Les chiffres disent encore peu de l’ampleur du drame humain. Ce sont pourtant des chiffres de guerre, et l’ONU annonce que l’année 2016 a été celle d’un macabre record. 5 000 hommes, femmes et enfants sont morts en mer Méditerranée. C’est plus de 1 000 victimes supplémentaires par rapport à l’année précédente... qui était déjà un record.
À la frontière entre la Grèce et l’Italie, deux syndicalistes basques ont été arrêtés et sont menacés de peines de prison pour avoir tenté d’aider 8 migrants à rejoindre le Pays basque. Autour de la frontière avec l’Italie, les flics patrouillent pour empêcher des personnes solidaires de distribuer du thé, de la nourriture ou des couvertures. Plusieurs habitantEs de la Roya dans les Alpes-Maritimes risquent des peines de prison pour avoir aidé des migrantEs cet automne.
À Calais, des habitantEs doivent s’organiser de manière quasi-clandestine face à la surveillance policière et aux risques de délation pour simplement héberger chez eux des migrantEs à la rue.
À Paris, des kilomètres de grilles ont été installés dans les arrondissements du nord pour empêcher les migrantEs d’installer des campements. À Saint-Denis des grilles ont été installées sur 600 mètres là où les migrantEs s’étaient repliés de l’autre côté de la porte de la Chapelle.
Une chose est sûre : en 2017, cette politique et ses conséquences sur l’évolution de notre société vont continuer. Des morts par milliers, la traque policière dans nos rues, des agressions racistes, des centres incendiés, les « on est chez nous » scandés dans des meetings du FN... Vous en voulez un signe ? Aucun des principaux candidats de la présidentielle ne prône une rupture avec cette logique politique. Sans même parler des candidats de droite ou d’extrême droite ou des candidats du PS, même Jean-Luc Mélenchon s’oppose à la liberté de circulation et d’installation...
Alors 2017 sera pire que 2016. À moins que...
Chasser un climat nauséabond
À moins que les dizaines de milliers de personnes qui agissent d’une manière ou d’une autre en solidarité avec les migrantEs depuis des mois refusent tous les pseudo-arguments expliquant qu’« on ne peut pas accueillir toute la misère du monde »... Parce que l’an dernier, la France a reçu, en proportion de sa population, 12 fois moins de réfugiéEs que la Suède, 11 fois moins que la Hongrie et 6 fois moins que l’Allemagne ! Parce que ce sont les mêmes arguments qui légitiment aussi tous les reculs sociaux.
À moins que ce mouvement de solidarité en tire les conclusions et rompe tout paternalisme avec les migrantEs pour favoriser leur combativité contre « notre » État et ses politiques sécuritaires et racistes.

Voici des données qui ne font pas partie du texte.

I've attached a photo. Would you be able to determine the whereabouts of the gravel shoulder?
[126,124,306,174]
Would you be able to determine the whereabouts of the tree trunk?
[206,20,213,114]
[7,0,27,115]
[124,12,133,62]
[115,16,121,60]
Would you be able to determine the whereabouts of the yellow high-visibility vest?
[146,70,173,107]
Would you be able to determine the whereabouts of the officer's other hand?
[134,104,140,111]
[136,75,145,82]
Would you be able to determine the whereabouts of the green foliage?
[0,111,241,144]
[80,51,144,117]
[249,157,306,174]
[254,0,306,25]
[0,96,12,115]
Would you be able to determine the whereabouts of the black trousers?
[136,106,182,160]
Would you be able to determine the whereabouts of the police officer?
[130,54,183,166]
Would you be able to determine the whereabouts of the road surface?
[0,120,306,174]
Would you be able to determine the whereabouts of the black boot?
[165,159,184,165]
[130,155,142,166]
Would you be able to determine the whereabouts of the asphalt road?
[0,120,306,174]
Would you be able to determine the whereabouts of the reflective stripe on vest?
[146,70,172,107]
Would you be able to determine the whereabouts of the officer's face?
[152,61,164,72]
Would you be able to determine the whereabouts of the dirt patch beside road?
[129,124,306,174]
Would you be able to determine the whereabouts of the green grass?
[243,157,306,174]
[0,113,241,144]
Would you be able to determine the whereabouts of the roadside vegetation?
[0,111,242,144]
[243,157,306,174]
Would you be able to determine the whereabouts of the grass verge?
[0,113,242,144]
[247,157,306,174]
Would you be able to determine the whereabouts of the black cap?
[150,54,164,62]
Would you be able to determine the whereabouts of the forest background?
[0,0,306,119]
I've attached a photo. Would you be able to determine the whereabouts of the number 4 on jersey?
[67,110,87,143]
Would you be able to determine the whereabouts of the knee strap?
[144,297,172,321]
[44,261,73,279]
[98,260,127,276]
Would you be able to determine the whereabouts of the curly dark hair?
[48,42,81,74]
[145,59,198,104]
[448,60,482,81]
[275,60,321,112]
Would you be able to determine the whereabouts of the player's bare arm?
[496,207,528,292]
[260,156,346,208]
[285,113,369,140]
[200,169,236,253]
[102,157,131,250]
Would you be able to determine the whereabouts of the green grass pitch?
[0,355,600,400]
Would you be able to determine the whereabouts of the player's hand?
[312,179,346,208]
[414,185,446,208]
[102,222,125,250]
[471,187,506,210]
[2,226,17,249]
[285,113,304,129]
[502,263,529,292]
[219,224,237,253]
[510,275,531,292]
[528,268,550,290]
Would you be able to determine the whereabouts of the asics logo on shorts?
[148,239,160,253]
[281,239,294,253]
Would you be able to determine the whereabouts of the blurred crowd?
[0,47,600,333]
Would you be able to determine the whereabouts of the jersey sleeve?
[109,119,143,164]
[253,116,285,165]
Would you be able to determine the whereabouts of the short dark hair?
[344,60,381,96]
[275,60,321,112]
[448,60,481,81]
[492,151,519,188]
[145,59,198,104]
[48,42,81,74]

À moins que le mouvement de solidarité construise des rendez-vous de lutte pour renverser l’hégémonie des arguments dominants et se coordonne.
Une rencontre nationale en solidarité avec les migrantEs est proposée à Caen les 21 et 22 janvier avec des échanges d’expériences et des discussions sur « comment aller au delà de l’aide matérielle » et « comment s’organiser sur des bases égalitaires entre personnes solidaires et migrantes ».
Lancé par les familles de victimes des violences policières, un appel circule pour faire du 19 mars une marche pour la dignité et la justice. Ce même week-end, des manifestations auront lieu dans toute l’Europe contre le racisme et le fascisme et en solidarité avec les migrantEs. Cette date peut devenir l’occasion de développer une campagne reliant comités, collectifs, personnes solidaires, contre les violences policières et la répression, contre le racisme et le fascisme, pour la liberté de circulation.
Une alternative au climat nauséabond de la campagne à venir.